On Monticello, and the studio garden
On Monticello, and the studio garden.
The studio is in Monticello, a small old neighborhood on the near-northwest side of San Antonio. The streets have long porches and live oaks and houses that were built before the city had decided what kind of city it wanted to be. We picked it for the same reason most working artists pick a neighborhood, which is rent and light and quiet, and stayed for reasons that have to do with the garden.
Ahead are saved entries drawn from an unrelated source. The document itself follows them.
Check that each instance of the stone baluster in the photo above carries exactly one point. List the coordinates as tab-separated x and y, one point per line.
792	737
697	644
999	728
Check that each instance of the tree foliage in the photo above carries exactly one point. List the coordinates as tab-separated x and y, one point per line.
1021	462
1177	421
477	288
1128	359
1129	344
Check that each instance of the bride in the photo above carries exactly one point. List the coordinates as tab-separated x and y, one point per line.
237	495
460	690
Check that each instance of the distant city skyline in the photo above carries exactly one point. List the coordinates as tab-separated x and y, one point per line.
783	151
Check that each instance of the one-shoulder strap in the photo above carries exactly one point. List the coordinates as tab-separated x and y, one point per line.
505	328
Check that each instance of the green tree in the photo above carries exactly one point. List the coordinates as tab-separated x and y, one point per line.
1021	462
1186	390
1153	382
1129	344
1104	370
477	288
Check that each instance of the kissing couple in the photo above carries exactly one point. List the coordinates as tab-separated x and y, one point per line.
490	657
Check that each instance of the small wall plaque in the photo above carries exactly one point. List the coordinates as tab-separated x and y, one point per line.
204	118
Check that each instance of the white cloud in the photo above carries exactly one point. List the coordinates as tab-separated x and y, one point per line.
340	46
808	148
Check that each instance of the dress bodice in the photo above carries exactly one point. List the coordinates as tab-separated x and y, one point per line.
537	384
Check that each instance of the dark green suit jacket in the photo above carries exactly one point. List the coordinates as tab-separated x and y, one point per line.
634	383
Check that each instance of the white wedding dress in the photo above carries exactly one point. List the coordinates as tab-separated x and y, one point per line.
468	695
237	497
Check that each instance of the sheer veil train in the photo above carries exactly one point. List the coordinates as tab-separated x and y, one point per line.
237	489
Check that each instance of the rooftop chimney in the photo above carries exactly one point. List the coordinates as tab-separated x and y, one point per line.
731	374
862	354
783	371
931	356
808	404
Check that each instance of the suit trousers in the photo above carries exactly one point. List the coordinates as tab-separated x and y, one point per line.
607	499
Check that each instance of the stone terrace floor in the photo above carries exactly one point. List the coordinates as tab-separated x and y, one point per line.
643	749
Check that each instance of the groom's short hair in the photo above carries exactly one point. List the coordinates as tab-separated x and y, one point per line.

The garden has two water fountains and a lily pond. The fountains were here when we got here; the lily pond was planted in. None of them are large. The pond is the kind a child could step across if they were careful, and the lilies bloom in the spring in a color that is exactly the color of a celadon pulled from the kiln on a warm day. The fountains are the kind that drip; they are not the kind that throw water. Together the three of them make a sound that the studio likes to listen to while it works, which is a small thing to admit out loud but is true.
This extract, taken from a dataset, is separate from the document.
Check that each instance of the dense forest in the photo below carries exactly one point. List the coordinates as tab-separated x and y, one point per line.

The pieces leave the studio in two directions. Some go to Mockingbird Handprints in Olmos Park, where Jane shows them with other regional work. Some leave through the front door, by appointment, with the person who has come to look. A small number of the garden pieces, the frogs and the planters in particular, stay outside in the garden for a while before they go anywhere. They keep the lily pond company. They get used to weather. They learn what a hand-built ceramic piece looks like at six in the morning when the dew is still on the bricks, which is information the studio uses next time it builds one.
The fountains are the kind that drip; they are not the kind that throw water.
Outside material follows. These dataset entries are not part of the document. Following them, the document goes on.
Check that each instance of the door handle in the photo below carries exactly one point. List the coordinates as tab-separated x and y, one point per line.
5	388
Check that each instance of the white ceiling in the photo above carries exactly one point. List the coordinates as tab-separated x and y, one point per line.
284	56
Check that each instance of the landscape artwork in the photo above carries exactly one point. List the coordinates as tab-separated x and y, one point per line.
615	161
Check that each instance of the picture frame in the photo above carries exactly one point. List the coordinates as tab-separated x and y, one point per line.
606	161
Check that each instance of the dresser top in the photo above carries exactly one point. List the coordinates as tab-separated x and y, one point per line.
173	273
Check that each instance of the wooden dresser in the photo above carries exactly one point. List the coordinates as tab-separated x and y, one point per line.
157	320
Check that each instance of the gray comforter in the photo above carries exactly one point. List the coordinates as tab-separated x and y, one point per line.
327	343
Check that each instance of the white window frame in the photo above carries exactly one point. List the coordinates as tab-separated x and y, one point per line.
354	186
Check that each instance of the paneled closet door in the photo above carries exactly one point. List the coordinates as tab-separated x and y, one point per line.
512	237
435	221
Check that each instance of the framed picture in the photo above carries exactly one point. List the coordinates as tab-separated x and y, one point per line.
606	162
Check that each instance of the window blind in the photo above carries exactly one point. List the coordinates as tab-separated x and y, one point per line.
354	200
There is a small honest reason the neighborhood matters to the work. The clay we use is heavy. The kiln runs warm. Hand-building a piece takes longer than throwing one; firing it takes longer than glazing it. By the end of a piece you have spent more time with it than most people spend with anything they own. Where you do that work shows up in the work, the same way the place a writer writes from shows up in the sentences. Monticello is a place where it is fine to take a long time on a small thing. The block agrees with the pace.
A visitor who comes to the studio sees all of this without being told. The fountains drip; the lilies, if it is spring, are open; the kiln is either at rest or working its way up. The pieces in progress sit on a wood shelf by the bench. The finished pieces are usually outside on the patio, lined up to be photographed in real light. The lily pond is the lily pond. Shouganai.